LUNENBURG - Council has given the green light to allow for continuation of the process which could see a new gas bar, convenience store and drive-thru restaurant constructed at 1 Falkland Street.
The planning advisory committee (PAC) had recommended to council that a public hearing be held on an application by Wilsons Fuels of Halifax who are asking the town to amend the land-use bylaw in order to demolish the 2,500-square-foot Esso station that currently exists on the site and replace it with a new, 1,500-square-foot structure.
The recommendation from PAC was contingent upon the completion of a traffic study which would determine whether the proposal would provide adequate sight lines for vehicles entering and exiting the facility, as well as whether enough space would be available to prevent queued vehicles from blocking the Station Lane entrance to the fire hall.

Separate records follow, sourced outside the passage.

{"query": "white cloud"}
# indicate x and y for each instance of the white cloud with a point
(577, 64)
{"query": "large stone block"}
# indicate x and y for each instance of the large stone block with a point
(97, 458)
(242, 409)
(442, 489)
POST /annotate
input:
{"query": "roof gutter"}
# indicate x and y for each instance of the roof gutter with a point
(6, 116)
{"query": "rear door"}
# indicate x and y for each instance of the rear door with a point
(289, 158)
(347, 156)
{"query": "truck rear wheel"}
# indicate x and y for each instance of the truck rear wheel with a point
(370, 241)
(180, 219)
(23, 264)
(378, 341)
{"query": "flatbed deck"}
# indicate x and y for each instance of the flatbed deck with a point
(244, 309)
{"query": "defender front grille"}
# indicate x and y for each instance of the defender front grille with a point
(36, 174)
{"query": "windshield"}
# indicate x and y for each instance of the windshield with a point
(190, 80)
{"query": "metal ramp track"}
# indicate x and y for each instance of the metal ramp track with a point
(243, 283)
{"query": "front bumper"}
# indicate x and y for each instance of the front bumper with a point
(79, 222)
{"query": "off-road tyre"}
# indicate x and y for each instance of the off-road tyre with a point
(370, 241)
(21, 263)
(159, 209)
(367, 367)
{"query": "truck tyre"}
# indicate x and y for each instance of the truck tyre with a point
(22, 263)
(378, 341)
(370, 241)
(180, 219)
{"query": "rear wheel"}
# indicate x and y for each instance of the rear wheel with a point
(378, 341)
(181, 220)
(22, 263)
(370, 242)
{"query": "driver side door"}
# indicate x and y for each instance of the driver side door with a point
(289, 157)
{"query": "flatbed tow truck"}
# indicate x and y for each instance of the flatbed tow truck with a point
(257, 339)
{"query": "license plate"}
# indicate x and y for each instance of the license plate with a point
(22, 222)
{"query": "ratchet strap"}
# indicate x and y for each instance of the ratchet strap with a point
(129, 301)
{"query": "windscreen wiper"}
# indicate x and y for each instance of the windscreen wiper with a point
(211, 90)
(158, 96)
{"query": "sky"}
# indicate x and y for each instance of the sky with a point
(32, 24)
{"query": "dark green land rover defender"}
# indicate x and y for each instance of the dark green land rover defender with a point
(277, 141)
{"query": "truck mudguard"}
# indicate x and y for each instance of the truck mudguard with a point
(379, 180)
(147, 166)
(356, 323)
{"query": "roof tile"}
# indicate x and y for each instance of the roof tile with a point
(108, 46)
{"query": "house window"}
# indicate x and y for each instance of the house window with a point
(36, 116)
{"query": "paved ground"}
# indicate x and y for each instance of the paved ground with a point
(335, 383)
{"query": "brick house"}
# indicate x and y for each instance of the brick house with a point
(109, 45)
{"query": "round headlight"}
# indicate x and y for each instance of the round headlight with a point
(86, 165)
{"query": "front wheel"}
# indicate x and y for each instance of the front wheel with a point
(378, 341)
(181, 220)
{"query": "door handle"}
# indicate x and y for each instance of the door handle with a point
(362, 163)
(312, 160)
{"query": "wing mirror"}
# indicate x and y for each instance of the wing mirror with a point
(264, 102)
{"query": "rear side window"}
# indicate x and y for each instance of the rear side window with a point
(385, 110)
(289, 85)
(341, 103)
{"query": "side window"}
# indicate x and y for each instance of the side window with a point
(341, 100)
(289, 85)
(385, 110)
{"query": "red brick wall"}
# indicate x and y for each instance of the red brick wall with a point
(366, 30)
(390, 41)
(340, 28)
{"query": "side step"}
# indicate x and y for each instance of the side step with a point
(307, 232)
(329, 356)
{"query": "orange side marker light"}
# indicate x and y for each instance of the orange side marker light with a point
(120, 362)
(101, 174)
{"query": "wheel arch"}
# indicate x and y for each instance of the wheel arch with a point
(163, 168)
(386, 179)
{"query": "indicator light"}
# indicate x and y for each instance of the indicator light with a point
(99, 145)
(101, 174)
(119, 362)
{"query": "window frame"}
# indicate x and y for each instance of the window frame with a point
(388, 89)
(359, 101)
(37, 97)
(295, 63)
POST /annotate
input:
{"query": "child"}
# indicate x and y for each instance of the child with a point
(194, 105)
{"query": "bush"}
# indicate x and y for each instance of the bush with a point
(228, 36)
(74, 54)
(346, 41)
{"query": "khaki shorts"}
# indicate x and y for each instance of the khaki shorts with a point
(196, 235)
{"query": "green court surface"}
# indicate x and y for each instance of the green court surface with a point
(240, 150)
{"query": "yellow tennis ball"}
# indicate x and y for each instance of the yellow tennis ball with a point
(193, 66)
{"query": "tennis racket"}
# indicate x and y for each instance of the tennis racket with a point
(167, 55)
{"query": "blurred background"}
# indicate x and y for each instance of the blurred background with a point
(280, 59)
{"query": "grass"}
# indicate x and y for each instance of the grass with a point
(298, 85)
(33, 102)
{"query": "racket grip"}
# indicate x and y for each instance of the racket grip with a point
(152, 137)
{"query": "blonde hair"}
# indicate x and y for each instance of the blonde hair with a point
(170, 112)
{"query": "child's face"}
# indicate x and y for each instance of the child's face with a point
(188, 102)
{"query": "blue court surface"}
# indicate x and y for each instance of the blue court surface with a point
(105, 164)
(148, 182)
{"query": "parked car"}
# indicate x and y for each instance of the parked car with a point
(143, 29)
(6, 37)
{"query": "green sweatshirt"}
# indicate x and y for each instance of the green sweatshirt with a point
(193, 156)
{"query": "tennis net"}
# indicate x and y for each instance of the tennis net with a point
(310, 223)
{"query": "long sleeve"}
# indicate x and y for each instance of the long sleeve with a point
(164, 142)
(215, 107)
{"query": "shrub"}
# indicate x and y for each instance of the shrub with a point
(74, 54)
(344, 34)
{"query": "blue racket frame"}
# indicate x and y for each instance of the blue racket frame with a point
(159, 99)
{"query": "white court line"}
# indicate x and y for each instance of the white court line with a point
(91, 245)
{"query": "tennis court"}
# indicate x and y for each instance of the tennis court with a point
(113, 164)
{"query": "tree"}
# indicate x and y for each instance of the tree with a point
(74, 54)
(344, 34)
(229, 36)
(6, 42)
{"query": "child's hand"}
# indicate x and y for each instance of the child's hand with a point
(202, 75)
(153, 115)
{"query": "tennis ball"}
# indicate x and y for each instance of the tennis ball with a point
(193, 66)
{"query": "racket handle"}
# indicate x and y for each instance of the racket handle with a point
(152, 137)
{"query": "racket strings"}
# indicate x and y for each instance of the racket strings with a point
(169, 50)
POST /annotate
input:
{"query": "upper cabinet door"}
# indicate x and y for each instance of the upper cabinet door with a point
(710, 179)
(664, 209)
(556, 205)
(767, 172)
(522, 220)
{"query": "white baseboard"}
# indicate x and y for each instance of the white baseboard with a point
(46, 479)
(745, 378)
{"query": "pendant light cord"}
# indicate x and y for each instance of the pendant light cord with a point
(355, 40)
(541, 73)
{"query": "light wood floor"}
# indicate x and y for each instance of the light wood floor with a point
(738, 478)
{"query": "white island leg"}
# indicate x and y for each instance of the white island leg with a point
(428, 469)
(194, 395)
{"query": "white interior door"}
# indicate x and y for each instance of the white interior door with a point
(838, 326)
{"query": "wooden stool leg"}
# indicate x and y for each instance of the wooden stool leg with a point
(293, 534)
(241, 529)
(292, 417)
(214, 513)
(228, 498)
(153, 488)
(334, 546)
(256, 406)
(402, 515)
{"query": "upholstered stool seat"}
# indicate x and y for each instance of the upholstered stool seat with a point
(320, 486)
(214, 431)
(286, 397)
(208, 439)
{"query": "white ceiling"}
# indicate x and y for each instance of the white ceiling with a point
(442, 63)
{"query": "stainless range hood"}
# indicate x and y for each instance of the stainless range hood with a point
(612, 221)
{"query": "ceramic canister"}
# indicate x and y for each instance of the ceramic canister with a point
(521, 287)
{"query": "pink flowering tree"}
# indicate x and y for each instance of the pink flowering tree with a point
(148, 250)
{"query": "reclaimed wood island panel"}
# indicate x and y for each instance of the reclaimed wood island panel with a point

Last week Ken O'Brien of Atlantic Road & Traffic Management, the company who conducted the study, reported his firm's findings to council.
Mr. O'Brien said he visited two other similar facilities operated by Wilsons in Truro and Fall River, and while both sites were "quite compact" the drive-thru lanes did not cause "any significant impact to adjacent streets."
He said that curbing will be required along the Falkland and Lincoln Street boundaries to provide access management, something that currently does not exist on the premises.
Mr. O'Brien indicated that Station Lane must also be widened to accommodate a left-turning lane as well as an extra-wide lane towards Falkland Street to allow for emergency vehicles to pass traffic and be unimpeded as they leave the fire station.
With regard to stopping site distances, he said that with drivers travelling at a reasonable speed of 30 to 40 kilometres per hour, the 44 metres that are available when approaching the Lincoln Street entrance would be adequate.
Other recommendations from the study include maintaining of low-level landscaping to avoid blocking site lines and relocating the front door of the proposed structure to give pedestrians better visibility when stepping out of the building.
Mr. O'Brien said the town might also consider installing three or four parallel parking spaces along Station Lane to help offset a lack of on-site parking at the facility.
"It's a very cramped site, and our marching orders from the town were to look at it and see what could be done to make it work within the realm of public safety and operational efficiency, taking due care that we don't impede the flow of emergency vehicles and emergency responders," he said. "The widening of the pavement on Station Lane will make sure that vehicles can get in without causing a concern of blocking traffic and that vehicles can get in and out of the fire hall without being impeded."
Council has scheduled a public hearing to discuss the proposed bylaw amendments for March 23 at 6 p.m. in the Lunenburg courtroom.